Government policies have interfered here in potentially negative ways on the logic that we should encourage people to have and start families (by having children). It's very hard legally and morally to then draw an arbitrary line to say to people "and you shall have no more spawned beings from your loins" once that policy is taken up. I question the need to encourage people further to have children, because it seems like we have many selfish and cultural reasons to do so without more external encouragement. But I do think if the state exists, there is a legitimate purpose or use of it (locally especially) to help families manage a little easier (especially the poor ones). I suspect changing the tax code so it favors married couples with children would be a bit too much, but at the very least it should not be biased against them. I'm not quite sure why that is so hard to fix. You'd think married people would have plenty of paid advocates.
I assume part of the incentive for illegal immigrants (and legal ones for that matter) is to avoid deportation and secure residency status. Which my response would be "why do they want to live here and why are we so opposed to them doing so that we are making that so difficult that their entry pass is secured by marriage licenses or birth certificates rather than a simpler method?" That problem is much easier to resolve.
I suspect also the red/blue state aspect is used because it's one people understand as already existing and this is throwing off the assumptions involved.
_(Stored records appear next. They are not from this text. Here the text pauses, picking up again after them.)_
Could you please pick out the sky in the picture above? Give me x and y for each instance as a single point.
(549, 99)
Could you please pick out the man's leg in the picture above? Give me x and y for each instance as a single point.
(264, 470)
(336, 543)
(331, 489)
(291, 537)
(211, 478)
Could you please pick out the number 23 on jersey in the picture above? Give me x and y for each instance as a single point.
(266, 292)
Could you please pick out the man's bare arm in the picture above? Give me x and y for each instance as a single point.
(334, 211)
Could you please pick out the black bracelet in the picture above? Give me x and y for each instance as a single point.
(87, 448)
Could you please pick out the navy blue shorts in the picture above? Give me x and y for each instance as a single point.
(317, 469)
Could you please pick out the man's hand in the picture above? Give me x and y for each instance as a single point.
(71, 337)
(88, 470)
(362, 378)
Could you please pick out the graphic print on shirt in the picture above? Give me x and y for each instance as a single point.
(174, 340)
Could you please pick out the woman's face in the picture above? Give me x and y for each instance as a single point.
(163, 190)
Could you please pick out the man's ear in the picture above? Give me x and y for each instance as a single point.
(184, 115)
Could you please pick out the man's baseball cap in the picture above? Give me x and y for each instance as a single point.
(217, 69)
What I think the book is actually talking about is more like the cultural difference between liberals and conservatives. "Liberals" being typically educated people who seem to like crazy things like free markets a lot more (though not enough for my liking) than ordinary or stereotypical blue state Democratic voters (say union workers or impoverished minorities subsisting on welfare). Poor people, regardless of how they vote express a disdain for "capitalism" and a tolerance of "socialism", which we might be led to think of as encapsulating the "liberal agenda". I think of "liberals" or "progressives" as the "elite" wing of the Democratic party with a collection of fuzzy ideas, some of which are bad, some are probably decent or at least well-intentioned, and most are ignored or completely irrelevant to the base of "blue state" voters. Perhaps that definition is incorrect, but it was more or less what I think the authors are trying to convey as their subsets being studied.
What they appear to be discussing is a set of life choices and their influence on family "success" rather than the political persuasions. The net effect as far as political science would be something like how "conservatives" reacted to Sarah and Bristol Palin as people and as stories versus how "liberals" did, and then look for why that difference occurred. There are a few statistical clues. It's not clear that they are useful for parsing out Democratic voters over Republican ones or the overall election process as we normally think of it. This is why I've been trying to use "blue state" and "red state" in quotes.